Não demorou organizou grande time, não para jogar futebol ou basquete. Para questões enormes as soluções deviam ser igualmente grandes. Organizou os mais especiais especialistas com os mais variados diplomas das mais variadas instituições do mundo. Desde engenheiros, para refinar a estrutura da lata, á psicólogos catedráticos em comportamento humano para convencer cientificamente por a mais b que desde tempos imemoriais o macaco sem pêlos progredira mais e melhor do momento que inspirou-se e motivou-se, mesmo sem o querer ou saber.
Para ter idéia, haviam o Manager Cincunferista, especialista em cincunferências, o Manager Colorista, especialista que não só usava e combinada bem as cores como criava novas e únicas quando ninguém imaginava que um novo azul poderia ser criado do Azul e nem um novo vermelho pudesse ser criado do Vermelho, constituindo também grande reflexão. Tinha também o Manager Tubista, especialista no tubo que por ventura viria a ser o corpo da lata propriamente dita. E eram tantos managers (e não gerentes) que ninguém jamais pôde supor que para um objeto tão simples concorresse o trabalho de tão sábias figuras. Por fim a Manager Psicóloga, que fazia parte de uma comissão de Managers Marqueteiros idearam uma sugestiva maneira de introduzir nos lares a mais impressionante idéia de lata do planeta.
Todos queriam ter a sua. E tiveram. Vendeu-se muitas. Milhares e bilhares. Não só para conter patês, seu conceito utilizou-se para fazer carros, roupas, móveis, aparelhos eletrodomésticos, sem que ninguém antes imaginasse que lata pudesse inspirar fabricação de vestido. Mudou-se a sociedade e o século a partir de então.

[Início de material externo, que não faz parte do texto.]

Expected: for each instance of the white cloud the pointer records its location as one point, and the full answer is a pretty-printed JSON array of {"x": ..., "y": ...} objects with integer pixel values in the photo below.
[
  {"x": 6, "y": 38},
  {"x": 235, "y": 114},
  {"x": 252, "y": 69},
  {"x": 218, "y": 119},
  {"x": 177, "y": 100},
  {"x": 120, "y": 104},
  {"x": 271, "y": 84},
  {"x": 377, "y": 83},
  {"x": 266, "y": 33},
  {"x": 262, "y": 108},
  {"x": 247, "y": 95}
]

O homem da Grande Idéia ficou rico, os investidores ficaram ricos, os managers e especialistas ficaram ricos, os artistas e políticos que apoiaram à sua maneira ficaram ricos. Todos os outros que não ficaram ricos ao menos se divertem com os sortilégios do aparelho acústico que faz as pessoas serem donas de uma coisa sem a possuírem de fato.
A vantagem de ser dono de uma coisa sem realmente sê-lo não sei. Nem todos os especialistas citados nesta história sabem. Sequer quem a lê duvido que saiba. Está aí o campo aberto para outra nova Grande Idéia.